Crowd DNA's Gabriel Noble explores how innovations in digital, social media and gaming are changing the sports we love and creating new opportunities for brands...
Sport is one of the last spaces to be truly disrupted by digital. As such, its stakeholders can take inspiration and lessons from past industries who have got it right, and wrong.
That was one of the key takeaways shared at the Digital Sport seminar at the Birkbeck Sport Business Centre. And based on the evidence shared by Chris Paget and Jonny Madill, two Sheridans sports lawyers who led the seminar, disruption is, as usual, being led by fans.
Sports fan behaviour is rapidly shifting. Fans of football, basketball and NFL no longer devote their undivided attention to live matches. In fact, 87% of fans second screen when watching live sport. The decreasing attention spans of audiences has led to cord-cutting: Premier League viewing figures have gone down 22% per game since the 2010-11 season, and viewing figures at the halfway stage for this season compared to the halfway stage last season have decreased by 11%. However, it’s not only decreasing attention spans that are causing this shift. Sports fans can now stream matches on various devices, and can catch the highlights as they happen via clips shared on social media.
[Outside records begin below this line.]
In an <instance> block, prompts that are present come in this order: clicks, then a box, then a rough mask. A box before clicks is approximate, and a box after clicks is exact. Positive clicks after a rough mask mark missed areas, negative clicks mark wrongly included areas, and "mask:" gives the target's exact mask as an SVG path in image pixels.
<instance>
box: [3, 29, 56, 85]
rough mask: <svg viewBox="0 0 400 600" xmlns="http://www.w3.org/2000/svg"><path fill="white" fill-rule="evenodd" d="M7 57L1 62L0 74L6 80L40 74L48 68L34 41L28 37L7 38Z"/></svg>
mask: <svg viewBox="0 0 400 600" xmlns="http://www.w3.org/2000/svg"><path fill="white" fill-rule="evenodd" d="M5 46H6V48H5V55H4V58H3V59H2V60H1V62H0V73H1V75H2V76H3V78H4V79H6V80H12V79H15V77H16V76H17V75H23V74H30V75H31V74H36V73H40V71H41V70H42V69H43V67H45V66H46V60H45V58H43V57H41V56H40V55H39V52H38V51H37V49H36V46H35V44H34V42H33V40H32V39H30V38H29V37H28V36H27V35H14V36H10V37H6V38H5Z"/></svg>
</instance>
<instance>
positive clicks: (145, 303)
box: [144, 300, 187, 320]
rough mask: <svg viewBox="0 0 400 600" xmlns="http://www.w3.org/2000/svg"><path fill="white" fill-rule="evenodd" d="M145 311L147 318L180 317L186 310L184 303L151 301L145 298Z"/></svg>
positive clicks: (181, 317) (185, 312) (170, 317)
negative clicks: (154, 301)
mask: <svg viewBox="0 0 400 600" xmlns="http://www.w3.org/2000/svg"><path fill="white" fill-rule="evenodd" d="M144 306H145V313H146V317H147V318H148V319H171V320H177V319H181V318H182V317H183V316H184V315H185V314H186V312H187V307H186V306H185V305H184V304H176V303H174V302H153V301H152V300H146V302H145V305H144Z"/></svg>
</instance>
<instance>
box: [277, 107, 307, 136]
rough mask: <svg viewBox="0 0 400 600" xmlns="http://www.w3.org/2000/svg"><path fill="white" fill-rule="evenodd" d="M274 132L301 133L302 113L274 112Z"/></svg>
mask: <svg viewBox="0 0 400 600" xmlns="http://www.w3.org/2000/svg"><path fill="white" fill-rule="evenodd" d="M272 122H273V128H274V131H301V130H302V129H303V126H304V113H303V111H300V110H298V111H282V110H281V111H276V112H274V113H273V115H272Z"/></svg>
Broadcasters are responding to this accordingly. Sky, for example, are investing more of their marketing budget on Sky Go, their streaming service, while BT Sport and Sky both upload goals from matches on Twitter immediately after they happen. Credit has to go to these broadcasters, who are adapting and engaging with their audience on their own terms, and in doing so creating new relationships with them.
However, this shift to social media doesn’t come without competition. Just this week, it was reported that Facebook were in talks with Major League Baseball about streaming one game per week from their upcoming season. This is a deal with a solid strategy from both sides in place. Facebook are reportedly keen to invest more in streaming live sports as they see it as an effective way of attracting sports fans to use the platform. Meanwhile, the MLB get the attention of a young audience, one that the league has been struggling to attract, as soccer and eSports continue to grow among this audience in the US.
Social media’s ability to attract a younger viewership was illustrated in the deal that the NFL did with Twitter. Though the stream of the first NFL game to be viewed totalled 2.1 million compared with the 14 million who viewed it on TV, 70% of people who watched it on Twitter were under the age of 35. This is extremely attractive to leagues like the NFL, who are keen to engage with, and win over, a young audience.
But where does all this leave the brands who sponsor sports teams, leagues and events? One place to look for inspiration is Budweiser and how they sponsored Euro 2016 highlight clips that ITV shared on Twitter. Throughout the tournament, 150 real-time tweets of Euro 2016 action were shared by ITV, with Budweiser advertising shown at the beginning and end of each clip. This exemplifies how sponsors should be adapting their strategy for the digital age.
Finally, how does this disruption effect the sports themselves? In January, the NBA commissioner Adam Silver said the NBA are looking to speed up the end of their games, in order to attract and retain fans who “have increasingly short attention spans.” He added, “it’s something that I know all of sports are looking at right now, and that is the format of the game and the length of time it takes to play the game.”
However, this is not a strategy that would be welcome in all sports. As Niall Coen on the Digital Sport podcast said, “mess with the formula of Premier League football, you do so at your peril. There’d be quite a backlash.”
A strategy that could be adapted by sports teams and leagues without affecting their integrity is acquiring eSports teams. eSports is a phenomenon that has taken the world by storm. In 2014, the League Of Legends World Finals attracted an audience of 45,000 in a stadium that once hosted the Fifa World Cup final in Seoul. The overall viewership of the Finals was 27 million. In 2016, the overall viewership of the Finals was 43 million.
Traditional sports teams have been getting in on the act by snapping up eSports teams. The Philidelphia 76ers, for example, have bought a League Of Legends eSports team. And football teams have been following suit, whether it’s Manchester City signing their own eSports player, or the French football league partnering with EA to create “e-Ligue 1”.
The investment in League Of Legends eSports teams is particularly interesting, as it suggests that traditional sports teams and franchises may become content platforms and brands outside of their own sport in order to adapt to the digital age.
One thing’s for sure, the digital model of eSports is working, and all stakeholders in the sports industry should take note.
The question that Chris and Jonny left on was, can sports keep pace with technological developments and consumer trends? We will have to wait and see, but it’s certainly a fascinating time to be involved.